Para un hombre en su situación económica, nada de eso realmente le duele.

El matrimonio, en cambio, es diferente.

De pronto, su ingreso se comparte.

Su dinero para el retiro pasa a formar parte de un hogar.

Su libertad cambia.

Y si su nueva esposa tiene hijos, quizá también termine asumiendo responsabilidades para una familia que él no construyó originalmente.

Pero el dinero ni siquiera es su mayor preocupación.

Lo que más le inquieta es el futuro.

Una vez me dijo:

“Si me enfermo y muero primero, he pasado décadas construyendo todo lo que tengo. ¿Por qué la mayor parte debería terminar al final con una segunda esposa y con hijos que no son míos?”

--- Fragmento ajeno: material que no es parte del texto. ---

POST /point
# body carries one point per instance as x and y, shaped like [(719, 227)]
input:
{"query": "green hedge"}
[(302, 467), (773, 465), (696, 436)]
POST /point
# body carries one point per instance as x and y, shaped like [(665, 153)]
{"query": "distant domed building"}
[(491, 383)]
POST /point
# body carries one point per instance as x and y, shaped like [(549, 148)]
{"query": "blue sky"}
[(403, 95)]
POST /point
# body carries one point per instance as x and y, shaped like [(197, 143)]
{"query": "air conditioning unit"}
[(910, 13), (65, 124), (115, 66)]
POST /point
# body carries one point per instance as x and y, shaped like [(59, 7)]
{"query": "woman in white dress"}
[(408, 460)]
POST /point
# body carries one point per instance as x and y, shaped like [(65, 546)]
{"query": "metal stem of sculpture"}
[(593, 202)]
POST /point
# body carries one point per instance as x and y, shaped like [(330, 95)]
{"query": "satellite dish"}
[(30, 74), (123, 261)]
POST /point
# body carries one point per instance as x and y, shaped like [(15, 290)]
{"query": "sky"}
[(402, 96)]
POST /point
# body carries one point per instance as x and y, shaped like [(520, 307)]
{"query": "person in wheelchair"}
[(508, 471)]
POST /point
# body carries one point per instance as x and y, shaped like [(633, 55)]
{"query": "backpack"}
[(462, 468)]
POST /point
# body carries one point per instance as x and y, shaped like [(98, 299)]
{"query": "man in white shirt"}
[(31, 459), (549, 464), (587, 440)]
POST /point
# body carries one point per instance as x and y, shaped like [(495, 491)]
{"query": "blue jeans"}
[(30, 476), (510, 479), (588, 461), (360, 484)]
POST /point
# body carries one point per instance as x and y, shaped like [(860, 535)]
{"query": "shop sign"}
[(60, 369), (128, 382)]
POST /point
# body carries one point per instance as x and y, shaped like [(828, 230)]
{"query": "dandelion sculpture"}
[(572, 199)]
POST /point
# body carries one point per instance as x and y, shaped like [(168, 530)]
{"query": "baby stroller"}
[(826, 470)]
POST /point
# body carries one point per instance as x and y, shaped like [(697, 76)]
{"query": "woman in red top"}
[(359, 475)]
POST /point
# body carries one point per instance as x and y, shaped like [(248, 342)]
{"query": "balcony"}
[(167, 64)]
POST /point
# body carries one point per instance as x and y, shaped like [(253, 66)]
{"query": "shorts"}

Así que tomó una decisión.

Sin certificado de matrimonio.

Sin combinar bienes.

Sin una estructura familiar complicada.

Si la relación funciona, se queda.

Si no funciona, se va.

Para él, esto no es falta de corazón.

Él lo llama tener la cabeza clara después de haber aprendido una lección costosa del matrimonio.

Pero yo sigo preguntándome:

¿Se está protegiendo…

o simplemente se ha vuelto tan calculador que ya no sabe cómo confiar de verdad en alguien?

¿Qué opinas?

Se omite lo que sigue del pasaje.